Although exercise training improves fitness in most individuals, some will fail to improve, while others may even show adverse effects. Molecular biology offers the potential to identify the biological mechanisms underpinning the variable response with subsequent focused therapeutic intervention. Key to the success of personalized exercise training (PET) methods being developed will be the use of the most advanced molecular biology methodologies broadly identified under the category of “omics” (i.e. genomics, transcriptomics, metabolomics and proteomics). A promising recent example from our laboratory with diagnostic potential is the use of “molecular signatures” to detect recombinant human erythropoietin (rHuEpo) doping.

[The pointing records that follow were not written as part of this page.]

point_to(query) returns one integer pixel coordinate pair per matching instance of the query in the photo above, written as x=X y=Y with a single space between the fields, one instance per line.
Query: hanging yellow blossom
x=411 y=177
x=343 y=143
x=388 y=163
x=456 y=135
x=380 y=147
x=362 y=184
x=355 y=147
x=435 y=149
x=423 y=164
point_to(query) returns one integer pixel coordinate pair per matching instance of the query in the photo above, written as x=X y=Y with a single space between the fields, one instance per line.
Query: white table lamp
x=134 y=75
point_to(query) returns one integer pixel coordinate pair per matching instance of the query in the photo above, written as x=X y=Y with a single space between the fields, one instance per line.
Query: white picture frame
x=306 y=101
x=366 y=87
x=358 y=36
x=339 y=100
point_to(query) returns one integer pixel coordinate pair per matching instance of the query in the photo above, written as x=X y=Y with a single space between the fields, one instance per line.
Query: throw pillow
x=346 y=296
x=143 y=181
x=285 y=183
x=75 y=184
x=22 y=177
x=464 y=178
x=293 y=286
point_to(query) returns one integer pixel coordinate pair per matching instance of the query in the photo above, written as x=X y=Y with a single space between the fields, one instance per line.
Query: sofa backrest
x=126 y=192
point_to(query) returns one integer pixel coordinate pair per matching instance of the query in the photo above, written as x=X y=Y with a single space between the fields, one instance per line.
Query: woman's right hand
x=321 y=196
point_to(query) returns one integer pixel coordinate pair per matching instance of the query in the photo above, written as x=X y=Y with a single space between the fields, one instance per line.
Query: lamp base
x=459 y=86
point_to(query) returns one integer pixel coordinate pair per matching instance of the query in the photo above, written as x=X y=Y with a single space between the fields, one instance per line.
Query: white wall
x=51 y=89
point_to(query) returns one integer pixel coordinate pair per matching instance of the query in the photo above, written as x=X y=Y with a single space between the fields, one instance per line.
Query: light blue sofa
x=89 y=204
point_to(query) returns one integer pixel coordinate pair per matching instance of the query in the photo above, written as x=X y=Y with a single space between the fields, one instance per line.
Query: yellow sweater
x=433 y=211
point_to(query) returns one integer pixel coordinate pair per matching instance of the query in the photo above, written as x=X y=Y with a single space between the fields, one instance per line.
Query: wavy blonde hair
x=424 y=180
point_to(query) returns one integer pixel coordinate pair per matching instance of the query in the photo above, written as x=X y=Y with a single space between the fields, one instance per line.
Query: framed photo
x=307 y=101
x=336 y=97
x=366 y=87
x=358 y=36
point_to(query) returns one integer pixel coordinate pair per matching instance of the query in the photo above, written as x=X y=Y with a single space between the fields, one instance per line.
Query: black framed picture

In the first systematic studies to be conducted and funded by the World Anti-Doping Agency (WADA), the expression of hundreds of genes were found to be altered by rHuEpo with numerous gene transcripts being differentially expressed after the first injection and further transcripts profoundly up-regulated during and subsequently down-regulated up to 4 weeks post administration of the drug; with the same transcriptomic pattern observed in all subjects. These encouraging results serve to strongly reinforce the feasibility and need for this complex, expensive and technically demanding “omics”-based approach involving leading industry partners for the detection of banned substances and methods. Given this success, a similar personalized/stratified medicine approach is now being applied to individuals undergoing tailored resistance training in view of identifying the true potential of “omics” testing for PET.